Congresso adia análise sobre veto de Bolsonaro à gratuidade do despacho de bagagem

O Congresso Nacional adiou nesta quarta-feira (28) a análise sobre o veto do presidente Jair Bolsonaro à gratuidade do despacho de bagagem em voo doméstico.

A votação estava prevista para esta quarta, mas a sessão conjunta, da qual participaram deputados e senadores, foi encerrada por falta de quórum.

A gratuidade do despacho para bagagens de até 23 quilos foi incluída pelos parlamentares em uma medida provisória que ampliou a participação de capital estrangeiro no setor aéreo brasileiro.

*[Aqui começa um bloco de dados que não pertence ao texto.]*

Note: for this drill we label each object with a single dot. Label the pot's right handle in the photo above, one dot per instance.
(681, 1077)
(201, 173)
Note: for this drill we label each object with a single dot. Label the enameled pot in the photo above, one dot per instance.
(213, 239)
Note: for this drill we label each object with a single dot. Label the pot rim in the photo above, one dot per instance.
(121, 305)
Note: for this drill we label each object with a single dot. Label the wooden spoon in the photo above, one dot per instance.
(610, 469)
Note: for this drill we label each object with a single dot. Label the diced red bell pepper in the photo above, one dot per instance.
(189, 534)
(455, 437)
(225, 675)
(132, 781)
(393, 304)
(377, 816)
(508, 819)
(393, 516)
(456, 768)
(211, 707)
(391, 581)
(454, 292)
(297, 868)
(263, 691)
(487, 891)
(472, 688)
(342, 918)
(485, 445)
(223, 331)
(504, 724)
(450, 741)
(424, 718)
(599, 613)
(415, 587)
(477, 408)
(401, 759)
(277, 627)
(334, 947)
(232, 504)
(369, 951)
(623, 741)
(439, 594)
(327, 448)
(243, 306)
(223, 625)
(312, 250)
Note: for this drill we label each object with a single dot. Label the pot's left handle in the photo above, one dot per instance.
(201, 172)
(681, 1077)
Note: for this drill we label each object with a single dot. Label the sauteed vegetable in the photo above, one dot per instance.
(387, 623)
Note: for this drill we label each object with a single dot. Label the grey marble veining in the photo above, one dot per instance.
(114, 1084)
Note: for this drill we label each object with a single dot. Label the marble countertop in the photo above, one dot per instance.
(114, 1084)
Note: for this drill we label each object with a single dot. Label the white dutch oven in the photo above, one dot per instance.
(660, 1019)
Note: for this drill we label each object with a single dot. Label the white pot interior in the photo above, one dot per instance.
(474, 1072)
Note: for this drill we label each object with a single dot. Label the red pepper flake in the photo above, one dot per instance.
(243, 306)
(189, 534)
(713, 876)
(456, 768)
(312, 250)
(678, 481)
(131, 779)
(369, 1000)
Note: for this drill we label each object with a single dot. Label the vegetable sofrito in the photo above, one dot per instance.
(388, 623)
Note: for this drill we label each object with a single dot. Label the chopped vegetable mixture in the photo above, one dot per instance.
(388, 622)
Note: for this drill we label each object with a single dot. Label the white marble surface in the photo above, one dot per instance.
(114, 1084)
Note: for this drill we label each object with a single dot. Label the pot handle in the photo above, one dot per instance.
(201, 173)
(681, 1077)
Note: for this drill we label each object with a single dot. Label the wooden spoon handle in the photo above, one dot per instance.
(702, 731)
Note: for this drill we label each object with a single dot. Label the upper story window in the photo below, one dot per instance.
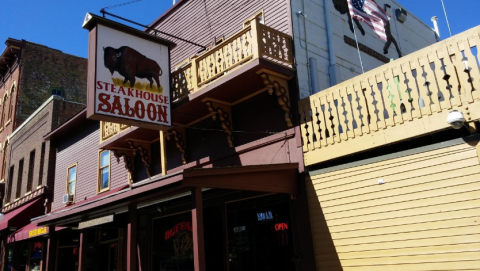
(104, 171)
(4, 160)
(57, 91)
(71, 179)
(19, 180)
(31, 167)
(4, 105)
(10, 107)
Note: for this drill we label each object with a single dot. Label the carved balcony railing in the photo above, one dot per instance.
(110, 129)
(254, 41)
(406, 98)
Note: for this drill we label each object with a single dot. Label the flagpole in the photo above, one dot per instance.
(446, 18)
(358, 46)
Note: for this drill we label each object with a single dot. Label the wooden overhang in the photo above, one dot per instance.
(275, 178)
(91, 20)
(231, 88)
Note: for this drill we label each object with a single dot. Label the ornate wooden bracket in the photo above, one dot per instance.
(127, 158)
(179, 135)
(224, 114)
(144, 150)
(279, 86)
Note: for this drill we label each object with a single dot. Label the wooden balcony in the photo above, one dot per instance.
(407, 98)
(254, 41)
(227, 73)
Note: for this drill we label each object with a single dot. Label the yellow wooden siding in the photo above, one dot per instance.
(425, 217)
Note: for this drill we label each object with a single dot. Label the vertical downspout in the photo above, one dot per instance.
(331, 53)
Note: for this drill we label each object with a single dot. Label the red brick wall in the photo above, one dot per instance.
(30, 137)
(6, 129)
(82, 148)
(44, 68)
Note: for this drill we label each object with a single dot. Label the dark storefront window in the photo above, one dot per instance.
(36, 253)
(8, 258)
(260, 235)
(67, 253)
(173, 243)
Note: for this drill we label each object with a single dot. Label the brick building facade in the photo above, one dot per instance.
(31, 159)
(29, 74)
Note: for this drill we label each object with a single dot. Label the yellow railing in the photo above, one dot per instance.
(405, 98)
(110, 129)
(254, 41)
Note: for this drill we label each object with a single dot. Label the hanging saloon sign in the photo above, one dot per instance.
(128, 75)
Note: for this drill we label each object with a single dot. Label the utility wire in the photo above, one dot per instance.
(122, 4)
(150, 28)
(223, 131)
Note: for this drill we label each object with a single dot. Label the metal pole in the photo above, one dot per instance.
(448, 24)
(358, 46)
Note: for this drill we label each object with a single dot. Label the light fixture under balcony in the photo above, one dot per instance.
(456, 119)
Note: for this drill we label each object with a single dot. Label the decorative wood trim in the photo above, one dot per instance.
(224, 114)
(144, 151)
(128, 159)
(279, 86)
(20, 201)
(99, 178)
(178, 135)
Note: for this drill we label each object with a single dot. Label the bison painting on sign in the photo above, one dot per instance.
(130, 80)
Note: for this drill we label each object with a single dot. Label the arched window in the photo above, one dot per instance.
(4, 160)
(12, 100)
(4, 101)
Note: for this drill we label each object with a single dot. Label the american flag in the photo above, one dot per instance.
(370, 13)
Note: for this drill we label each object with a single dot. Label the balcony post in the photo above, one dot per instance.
(194, 74)
(256, 37)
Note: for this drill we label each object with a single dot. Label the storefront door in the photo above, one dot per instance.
(260, 234)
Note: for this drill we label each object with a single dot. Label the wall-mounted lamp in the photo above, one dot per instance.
(401, 15)
(456, 119)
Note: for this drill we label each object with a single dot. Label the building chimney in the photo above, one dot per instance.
(435, 27)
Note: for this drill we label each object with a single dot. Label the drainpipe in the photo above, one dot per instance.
(435, 27)
(333, 70)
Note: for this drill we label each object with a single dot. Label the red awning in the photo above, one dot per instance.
(21, 216)
(29, 231)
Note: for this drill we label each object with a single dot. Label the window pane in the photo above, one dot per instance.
(104, 178)
(104, 158)
(72, 172)
(71, 188)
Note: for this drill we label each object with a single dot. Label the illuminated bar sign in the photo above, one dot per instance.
(281, 226)
(128, 75)
(37, 232)
(95, 222)
(182, 226)
(264, 216)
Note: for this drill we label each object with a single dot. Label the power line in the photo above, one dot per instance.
(156, 31)
(122, 4)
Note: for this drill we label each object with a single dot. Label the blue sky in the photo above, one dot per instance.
(57, 23)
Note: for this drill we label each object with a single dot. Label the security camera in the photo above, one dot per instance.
(455, 119)
(301, 13)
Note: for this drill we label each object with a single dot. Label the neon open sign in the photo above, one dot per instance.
(282, 226)
(264, 216)
(182, 226)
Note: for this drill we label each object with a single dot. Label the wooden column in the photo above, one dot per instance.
(51, 250)
(132, 238)
(82, 251)
(197, 228)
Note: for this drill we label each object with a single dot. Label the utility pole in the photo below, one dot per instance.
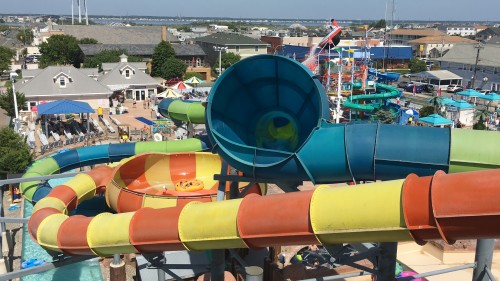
(473, 81)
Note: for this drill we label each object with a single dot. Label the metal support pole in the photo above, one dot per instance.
(386, 267)
(217, 267)
(117, 269)
(484, 256)
(160, 271)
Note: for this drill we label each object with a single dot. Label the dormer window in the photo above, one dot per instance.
(62, 82)
(127, 72)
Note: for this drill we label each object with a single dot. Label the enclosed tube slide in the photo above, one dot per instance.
(182, 110)
(86, 156)
(383, 92)
(384, 76)
(448, 207)
(266, 117)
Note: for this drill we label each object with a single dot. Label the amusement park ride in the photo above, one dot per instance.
(267, 120)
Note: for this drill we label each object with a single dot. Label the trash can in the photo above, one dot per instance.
(254, 273)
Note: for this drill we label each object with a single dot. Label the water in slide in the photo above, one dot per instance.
(269, 124)
(383, 92)
(182, 110)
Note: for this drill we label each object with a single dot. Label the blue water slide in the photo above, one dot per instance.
(268, 115)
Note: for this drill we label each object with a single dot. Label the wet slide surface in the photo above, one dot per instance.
(270, 124)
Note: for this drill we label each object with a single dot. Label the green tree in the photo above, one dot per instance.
(426, 111)
(227, 60)
(25, 35)
(193, 74)
(417, 65)
(60, 50)
(163, 59)
(385, 116)
(13, 160)
(6, 55)
(174, 68)
(107, 56)
(378, 24)
(7, 101)
(87, 40)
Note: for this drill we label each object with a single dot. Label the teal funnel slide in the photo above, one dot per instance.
(267, 117)
(182, 110)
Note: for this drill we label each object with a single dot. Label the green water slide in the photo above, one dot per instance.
(183, 110)
(383, 92)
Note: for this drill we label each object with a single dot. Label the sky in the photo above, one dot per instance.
(431, 10)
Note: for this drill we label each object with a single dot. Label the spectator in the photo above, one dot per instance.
(99, 112)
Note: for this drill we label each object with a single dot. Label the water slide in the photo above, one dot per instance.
(384, 76)
(269, 124)
(417, 208)
(92, 155)
(383, 92)
(182, 110)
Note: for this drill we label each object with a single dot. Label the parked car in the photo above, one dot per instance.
(454, 88)
(418, 88)
(402, 84)
(428, 88)
(173, 81)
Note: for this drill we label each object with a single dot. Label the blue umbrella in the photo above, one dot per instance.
(490, 97)
(435, 120)
(461, 104)
(470, 93)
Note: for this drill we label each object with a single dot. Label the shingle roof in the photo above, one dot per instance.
(114, 77)
(442, 40)
(145, 50)
(106, 34)
(222, 38)
(417, 32)
(43, 84)
(489, 55)
(494, 31)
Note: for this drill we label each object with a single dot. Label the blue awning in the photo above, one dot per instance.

O texto, então, seguiu para o presidente Jair Bolsonaro, que vetou a gratuidade e sancionou o trecho sobre capital estrangeiro.

Na justificativa do veto, o governo argumentou que a proposta não tinha ligação com o assunto original da MP, o que fere a Constituição.

O governo também ressaltou que a medida iria contrariar o interesse público. “A obrigatoriedade de franquia de bagagem limita a concorrência, pois impacta negativamente o modelo de negócios das empresas aéreas de baixo custo, cuja principal característica é a venda em separado de diversos itens que compõem o serviço de transporte aéreo”, argumentou.

Argumentos pró e contra

Durante a sessão desta quarta-feira, alguns parlamentares foram à tribuna discursar contra e a favor da derrubada do veto.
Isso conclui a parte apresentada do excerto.